I also look at the unfolding of circumstances, the successes, and the failures of others with whom those rules were shared and I am forced both to smile and to weep knowing the role their formation, like my own, played in the quality and quantity of their existences. Belatedly, I understand, more now than ever, the suggestion that rules are meant to be broken, and if not broken, at least amended.

But what is the alternative to considered expression? At close hand, I have observed the opposite teaching.

Through a host of personal relationships in classrooms, workplaces, within friendships and romances, in the roles of parenting or community service or day to day interaction with fellowman, I have experienced or witnessed the so often caustic impact of corrosive words delivered without forethought or consideration.
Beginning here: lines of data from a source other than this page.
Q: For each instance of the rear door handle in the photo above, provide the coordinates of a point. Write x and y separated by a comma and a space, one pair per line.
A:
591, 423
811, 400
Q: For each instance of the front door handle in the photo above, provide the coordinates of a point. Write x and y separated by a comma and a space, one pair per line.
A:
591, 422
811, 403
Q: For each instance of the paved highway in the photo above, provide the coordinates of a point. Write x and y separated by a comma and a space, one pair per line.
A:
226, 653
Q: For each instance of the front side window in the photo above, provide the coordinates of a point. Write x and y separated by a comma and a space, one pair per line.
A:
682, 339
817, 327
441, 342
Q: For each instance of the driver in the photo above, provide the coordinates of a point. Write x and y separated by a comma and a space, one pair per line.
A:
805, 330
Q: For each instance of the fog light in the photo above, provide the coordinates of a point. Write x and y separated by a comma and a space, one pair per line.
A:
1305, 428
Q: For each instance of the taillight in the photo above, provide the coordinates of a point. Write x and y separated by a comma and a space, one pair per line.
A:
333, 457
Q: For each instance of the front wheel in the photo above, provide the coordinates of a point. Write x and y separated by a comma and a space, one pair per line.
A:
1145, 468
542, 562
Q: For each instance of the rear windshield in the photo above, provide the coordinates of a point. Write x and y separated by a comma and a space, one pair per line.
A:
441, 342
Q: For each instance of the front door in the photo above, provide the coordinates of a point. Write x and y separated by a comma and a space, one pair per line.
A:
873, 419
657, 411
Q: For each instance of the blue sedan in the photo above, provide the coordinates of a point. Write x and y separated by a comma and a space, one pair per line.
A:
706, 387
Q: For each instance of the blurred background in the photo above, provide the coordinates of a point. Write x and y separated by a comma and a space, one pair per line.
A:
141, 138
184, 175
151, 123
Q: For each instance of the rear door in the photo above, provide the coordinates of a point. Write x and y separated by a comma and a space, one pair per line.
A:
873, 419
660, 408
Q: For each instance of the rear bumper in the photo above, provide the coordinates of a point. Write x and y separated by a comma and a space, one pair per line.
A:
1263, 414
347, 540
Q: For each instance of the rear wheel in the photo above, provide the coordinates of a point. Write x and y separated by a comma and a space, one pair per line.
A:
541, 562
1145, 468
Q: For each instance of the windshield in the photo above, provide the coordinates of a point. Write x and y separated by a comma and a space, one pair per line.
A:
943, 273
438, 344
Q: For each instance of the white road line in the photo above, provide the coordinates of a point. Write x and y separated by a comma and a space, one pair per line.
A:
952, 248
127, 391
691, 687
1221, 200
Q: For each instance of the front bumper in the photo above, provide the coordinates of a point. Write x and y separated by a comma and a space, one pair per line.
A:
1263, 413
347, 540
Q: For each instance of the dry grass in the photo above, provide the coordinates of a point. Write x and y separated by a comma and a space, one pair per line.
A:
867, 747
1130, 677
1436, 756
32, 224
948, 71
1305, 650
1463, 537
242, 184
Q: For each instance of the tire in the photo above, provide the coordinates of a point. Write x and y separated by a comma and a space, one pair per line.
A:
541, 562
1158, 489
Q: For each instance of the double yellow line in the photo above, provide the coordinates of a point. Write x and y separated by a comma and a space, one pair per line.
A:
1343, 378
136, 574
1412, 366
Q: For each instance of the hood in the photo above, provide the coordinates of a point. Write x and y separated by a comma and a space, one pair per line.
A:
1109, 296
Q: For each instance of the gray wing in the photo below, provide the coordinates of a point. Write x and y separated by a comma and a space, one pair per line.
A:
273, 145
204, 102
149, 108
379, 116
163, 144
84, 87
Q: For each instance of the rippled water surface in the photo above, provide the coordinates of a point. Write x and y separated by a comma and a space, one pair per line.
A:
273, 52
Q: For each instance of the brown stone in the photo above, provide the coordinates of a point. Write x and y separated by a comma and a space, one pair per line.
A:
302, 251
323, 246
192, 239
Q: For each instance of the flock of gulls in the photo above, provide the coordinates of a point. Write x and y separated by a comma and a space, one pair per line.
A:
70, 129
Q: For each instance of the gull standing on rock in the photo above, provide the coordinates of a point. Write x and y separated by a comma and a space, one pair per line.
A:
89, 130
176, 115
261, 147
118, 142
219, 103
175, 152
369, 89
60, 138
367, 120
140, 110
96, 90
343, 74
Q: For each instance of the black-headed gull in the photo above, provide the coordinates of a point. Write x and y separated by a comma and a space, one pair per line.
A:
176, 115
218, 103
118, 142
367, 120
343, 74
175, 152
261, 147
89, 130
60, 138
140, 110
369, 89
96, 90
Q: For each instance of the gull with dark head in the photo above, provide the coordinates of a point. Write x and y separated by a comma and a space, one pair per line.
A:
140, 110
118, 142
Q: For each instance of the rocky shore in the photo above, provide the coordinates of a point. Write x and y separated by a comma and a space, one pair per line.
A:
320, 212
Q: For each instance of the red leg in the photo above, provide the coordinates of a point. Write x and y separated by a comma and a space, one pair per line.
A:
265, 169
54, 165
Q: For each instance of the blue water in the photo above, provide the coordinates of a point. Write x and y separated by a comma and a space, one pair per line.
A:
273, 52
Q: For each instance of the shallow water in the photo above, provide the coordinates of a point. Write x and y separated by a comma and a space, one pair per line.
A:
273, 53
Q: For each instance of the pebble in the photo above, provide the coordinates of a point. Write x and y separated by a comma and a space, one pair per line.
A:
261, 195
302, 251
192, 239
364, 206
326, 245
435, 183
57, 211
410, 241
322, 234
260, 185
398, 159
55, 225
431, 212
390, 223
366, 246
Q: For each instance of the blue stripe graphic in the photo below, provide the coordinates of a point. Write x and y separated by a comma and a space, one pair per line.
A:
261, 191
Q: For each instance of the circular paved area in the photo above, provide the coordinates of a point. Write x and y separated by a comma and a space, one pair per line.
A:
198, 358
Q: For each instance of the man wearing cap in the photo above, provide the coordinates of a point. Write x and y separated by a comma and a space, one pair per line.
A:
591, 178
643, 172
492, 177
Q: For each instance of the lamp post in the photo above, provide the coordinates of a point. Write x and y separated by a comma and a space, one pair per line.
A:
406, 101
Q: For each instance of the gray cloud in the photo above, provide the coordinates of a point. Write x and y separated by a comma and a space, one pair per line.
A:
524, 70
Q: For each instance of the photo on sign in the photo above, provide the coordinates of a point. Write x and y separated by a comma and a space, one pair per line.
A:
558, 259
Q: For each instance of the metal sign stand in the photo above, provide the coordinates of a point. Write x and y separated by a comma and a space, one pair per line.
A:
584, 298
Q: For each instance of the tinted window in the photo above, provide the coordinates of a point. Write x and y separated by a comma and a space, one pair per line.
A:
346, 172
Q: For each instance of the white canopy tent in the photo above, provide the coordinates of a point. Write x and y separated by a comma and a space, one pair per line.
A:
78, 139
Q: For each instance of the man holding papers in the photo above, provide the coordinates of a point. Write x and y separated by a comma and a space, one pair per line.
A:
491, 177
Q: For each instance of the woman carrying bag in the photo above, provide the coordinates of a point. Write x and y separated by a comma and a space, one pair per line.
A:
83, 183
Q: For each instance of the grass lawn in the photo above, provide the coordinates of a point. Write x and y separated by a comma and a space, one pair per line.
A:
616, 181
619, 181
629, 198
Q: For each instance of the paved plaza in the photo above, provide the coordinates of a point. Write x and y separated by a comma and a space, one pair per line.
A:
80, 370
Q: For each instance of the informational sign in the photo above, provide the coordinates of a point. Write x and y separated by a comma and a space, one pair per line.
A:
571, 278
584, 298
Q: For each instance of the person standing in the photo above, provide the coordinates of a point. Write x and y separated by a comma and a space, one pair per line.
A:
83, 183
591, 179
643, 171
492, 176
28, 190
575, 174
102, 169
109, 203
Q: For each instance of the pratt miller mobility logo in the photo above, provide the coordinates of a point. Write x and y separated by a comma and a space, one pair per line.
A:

I've seen the torment caused by those damaging words not only to the recipient, but by the one who set them free. More often than not, the person who speaks first and thinks later laments that lack of verbal discipline, regrets the trail of bloody disruption unguarded words have left within their life, and yearns for a means to curtail what is often viewed as a means of self-destruction.

It is of little surprise that I have discovered that it is the balance of these two opposing teachings where emotional health resides, a teaching most psychologist no doubt promote everyday. But, of course, not all of us seek the guidance and direction of professionals to regain our emotional balance, and even fewer of us consult psychologist to recommend how we set the rules within our own family structures. The question becomes then, how do we bring about change in our own formative thinking when we know change is needed?

We start with truth.

So often we teach what we were taught - even when what we were taught we know is faulty. Facing the truth of that recognition is a difficult, but major step towards emotional health. It is not betrayal, it is not sacrilegious, and it is not an admission of personal failure. It is the acknowledgement of the need for change and understanding that change is the fundamental root element of life.

It is okay to reexamine and to restructure the rules of our lives. We have the right to shed our cocoons when metamorphous is pushing us towards our higher selves. We have every right to fly above our limitations when we discover that we have wings.